In case you are thinking of subscribing to Sinemia, or just want a clearer understanding of the fees, here’s a breakdown:
- Membership initiation fee: $19.99 to $29.99. This fee can be avoided if you pay for an entire year up front, but if you want to only be billed monthly, you have to pay it when you start your membership.
- Accelerated cardless activation fee: $9.99. If you don’t want to wait 1 to 2 weeks for your Sinemia plan to “activate,” you can speed it up by paying extra.
- Convenience fee: around $1.50 per ticket. Sinemia does not pay the convenience fees charged by advance online ticket services like Fandango, and passes them on to the customer. Sinemia recently launched the option to use a physical Sinemia debit card and avoid online fees, however my card has not arrived yet (I paid for a card earlier this month), so my only option is still booking online.
- Processing fee: up to $1.80 per ticket. This new fee, which was introduced on top of a convenience fee in October, was the main subject of the lawsuit by customers against Sinemia. Sinemia said that the “processing fee of up to $1.80 applies so that Sinemia can continue to provide access to all showtimes for all movies in all theaters without restrictions as well as to keep our subscription plans and services consistent, as they have been since the founding of the company.”

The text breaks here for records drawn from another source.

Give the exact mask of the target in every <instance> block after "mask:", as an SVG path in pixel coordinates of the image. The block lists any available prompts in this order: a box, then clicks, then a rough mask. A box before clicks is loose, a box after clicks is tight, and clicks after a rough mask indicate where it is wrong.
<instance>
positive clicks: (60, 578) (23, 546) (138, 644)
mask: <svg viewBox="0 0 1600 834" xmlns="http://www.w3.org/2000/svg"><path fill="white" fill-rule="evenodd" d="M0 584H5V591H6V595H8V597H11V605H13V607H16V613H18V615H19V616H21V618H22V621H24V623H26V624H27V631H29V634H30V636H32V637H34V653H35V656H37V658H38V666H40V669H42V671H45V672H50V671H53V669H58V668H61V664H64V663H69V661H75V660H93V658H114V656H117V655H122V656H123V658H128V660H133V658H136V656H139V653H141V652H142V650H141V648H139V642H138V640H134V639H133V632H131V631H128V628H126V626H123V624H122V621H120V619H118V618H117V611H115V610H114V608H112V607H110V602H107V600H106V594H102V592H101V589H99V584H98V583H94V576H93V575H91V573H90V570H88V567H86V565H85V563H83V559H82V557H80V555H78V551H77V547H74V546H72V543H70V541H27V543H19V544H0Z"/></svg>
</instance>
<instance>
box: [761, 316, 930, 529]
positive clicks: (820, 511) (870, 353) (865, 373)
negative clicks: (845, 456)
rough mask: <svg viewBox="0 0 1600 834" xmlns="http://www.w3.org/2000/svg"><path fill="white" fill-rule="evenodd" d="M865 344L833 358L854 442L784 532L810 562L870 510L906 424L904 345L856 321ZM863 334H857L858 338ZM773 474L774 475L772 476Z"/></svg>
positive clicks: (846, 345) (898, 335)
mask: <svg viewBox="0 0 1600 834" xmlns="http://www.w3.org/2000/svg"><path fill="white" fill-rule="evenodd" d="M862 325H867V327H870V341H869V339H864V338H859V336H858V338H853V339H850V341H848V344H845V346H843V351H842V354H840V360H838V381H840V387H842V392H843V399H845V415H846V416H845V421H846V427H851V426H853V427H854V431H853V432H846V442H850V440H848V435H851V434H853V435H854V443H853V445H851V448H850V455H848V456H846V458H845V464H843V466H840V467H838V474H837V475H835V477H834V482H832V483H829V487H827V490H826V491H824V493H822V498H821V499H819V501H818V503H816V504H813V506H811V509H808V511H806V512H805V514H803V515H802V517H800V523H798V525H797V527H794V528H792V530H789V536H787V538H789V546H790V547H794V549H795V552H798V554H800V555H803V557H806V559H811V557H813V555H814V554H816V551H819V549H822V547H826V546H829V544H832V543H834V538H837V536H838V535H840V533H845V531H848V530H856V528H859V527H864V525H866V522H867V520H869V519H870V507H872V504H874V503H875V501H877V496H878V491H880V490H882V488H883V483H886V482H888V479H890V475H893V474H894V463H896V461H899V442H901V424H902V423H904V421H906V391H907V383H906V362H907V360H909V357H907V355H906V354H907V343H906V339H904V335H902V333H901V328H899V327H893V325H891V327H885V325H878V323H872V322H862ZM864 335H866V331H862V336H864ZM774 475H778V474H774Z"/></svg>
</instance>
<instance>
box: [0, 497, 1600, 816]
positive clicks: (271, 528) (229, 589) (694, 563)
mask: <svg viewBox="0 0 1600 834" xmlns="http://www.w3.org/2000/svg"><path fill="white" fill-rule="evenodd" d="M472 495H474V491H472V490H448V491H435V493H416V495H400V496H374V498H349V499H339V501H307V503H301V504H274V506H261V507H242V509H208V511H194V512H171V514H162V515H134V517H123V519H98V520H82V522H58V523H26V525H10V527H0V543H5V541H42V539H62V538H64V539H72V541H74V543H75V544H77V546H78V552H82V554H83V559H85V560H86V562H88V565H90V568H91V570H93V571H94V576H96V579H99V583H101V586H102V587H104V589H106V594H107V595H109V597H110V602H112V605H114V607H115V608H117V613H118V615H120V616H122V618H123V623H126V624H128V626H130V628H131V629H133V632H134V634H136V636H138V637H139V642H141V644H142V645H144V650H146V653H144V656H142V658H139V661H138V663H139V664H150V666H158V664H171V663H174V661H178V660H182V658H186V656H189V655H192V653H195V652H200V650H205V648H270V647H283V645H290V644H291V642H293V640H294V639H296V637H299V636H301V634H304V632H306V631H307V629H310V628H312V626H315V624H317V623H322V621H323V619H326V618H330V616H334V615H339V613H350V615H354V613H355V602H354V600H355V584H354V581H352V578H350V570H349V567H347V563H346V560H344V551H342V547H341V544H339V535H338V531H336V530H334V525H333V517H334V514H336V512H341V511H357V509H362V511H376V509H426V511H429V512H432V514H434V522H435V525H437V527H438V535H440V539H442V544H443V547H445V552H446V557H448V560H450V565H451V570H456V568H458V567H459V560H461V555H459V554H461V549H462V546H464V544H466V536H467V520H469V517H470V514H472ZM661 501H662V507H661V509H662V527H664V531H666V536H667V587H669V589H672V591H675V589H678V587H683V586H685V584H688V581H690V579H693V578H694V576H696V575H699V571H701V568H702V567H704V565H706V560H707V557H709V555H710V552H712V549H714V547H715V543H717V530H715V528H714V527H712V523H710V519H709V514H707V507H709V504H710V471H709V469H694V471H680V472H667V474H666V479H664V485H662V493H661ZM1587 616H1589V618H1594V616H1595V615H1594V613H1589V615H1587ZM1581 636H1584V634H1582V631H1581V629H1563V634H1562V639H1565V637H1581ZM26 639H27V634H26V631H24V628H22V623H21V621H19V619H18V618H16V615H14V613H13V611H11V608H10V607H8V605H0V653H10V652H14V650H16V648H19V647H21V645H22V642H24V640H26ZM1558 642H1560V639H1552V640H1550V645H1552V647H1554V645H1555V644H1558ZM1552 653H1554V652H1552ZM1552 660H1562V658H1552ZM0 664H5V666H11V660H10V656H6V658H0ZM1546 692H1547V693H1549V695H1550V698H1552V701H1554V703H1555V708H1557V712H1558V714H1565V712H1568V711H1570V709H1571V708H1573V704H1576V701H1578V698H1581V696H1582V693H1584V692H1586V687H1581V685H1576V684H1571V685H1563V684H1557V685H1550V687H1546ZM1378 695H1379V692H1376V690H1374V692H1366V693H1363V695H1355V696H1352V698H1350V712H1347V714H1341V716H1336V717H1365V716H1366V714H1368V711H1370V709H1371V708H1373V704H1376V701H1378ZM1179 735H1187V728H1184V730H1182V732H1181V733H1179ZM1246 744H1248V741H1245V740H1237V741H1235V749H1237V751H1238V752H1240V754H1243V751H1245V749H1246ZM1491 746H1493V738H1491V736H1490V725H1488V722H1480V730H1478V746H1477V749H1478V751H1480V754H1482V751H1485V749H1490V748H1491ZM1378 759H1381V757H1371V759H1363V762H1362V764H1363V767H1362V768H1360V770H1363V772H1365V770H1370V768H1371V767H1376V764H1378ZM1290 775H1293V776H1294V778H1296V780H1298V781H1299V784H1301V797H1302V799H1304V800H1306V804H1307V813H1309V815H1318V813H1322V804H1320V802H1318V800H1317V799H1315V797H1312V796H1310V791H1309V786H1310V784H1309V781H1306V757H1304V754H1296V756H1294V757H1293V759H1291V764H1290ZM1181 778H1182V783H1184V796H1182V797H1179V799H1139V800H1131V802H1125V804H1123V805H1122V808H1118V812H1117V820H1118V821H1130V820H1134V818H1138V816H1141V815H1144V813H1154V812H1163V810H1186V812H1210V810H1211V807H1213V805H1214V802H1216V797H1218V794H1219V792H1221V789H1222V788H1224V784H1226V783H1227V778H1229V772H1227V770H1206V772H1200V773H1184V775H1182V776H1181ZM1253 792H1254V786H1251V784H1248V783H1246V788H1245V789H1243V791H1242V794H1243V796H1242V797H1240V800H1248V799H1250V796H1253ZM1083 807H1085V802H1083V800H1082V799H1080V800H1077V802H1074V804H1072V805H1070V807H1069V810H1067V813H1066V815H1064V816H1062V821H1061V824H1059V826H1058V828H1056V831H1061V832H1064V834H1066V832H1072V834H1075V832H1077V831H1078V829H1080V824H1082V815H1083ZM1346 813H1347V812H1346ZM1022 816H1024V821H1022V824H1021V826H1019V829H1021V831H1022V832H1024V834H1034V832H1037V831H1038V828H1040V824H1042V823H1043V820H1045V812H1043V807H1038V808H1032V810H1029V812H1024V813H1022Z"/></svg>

- Debit card fee: $14.99. If you want to avoid the two per-ticket fees outlined above, you can sign up to use the Sinemia debit card (and pay another fee). If you have the card, you can buy tickets at the theater and supposedly avoid both convenience fees and processing fees. My card has not arrived yet so I can’t personally confirm that.
- Misuse fee: price of the movie ticket. Several upset Sinemia customers have contacted me complaining about being charged a “misuse fee” when they weren’t able to check into a movie, one of whom said it was because of a glitch in Sinemia’s app. Sinemia described the fee in this way in a statement: “If users do not check in 30 minutes before or after their show time, the full ticket price may be charged to the customer’s payment method. Sinemia provides a warning the first time a customer does not check in, and Sinemia does not charge a fee for the first misuse.”
- Monthly fee: $3.99 to $29.99. Let’s not forget the actual monthly subscription fee you pay for your account, which can range depending on what bells and whistles you want.
So while Sinemia seems like an amazing deal on the surface, if you are going to take the plunge, please be aware of the fees. I have had over 150 Sinemia angry customers contact me since I started writing about the service, and the most common complaint has been that they were not aware of the fees when they signed up.
MoviePass, which has had its share of problems, charges a one-time activation fee but otherwise does not charge any extra fees beyond the standard monthly fee.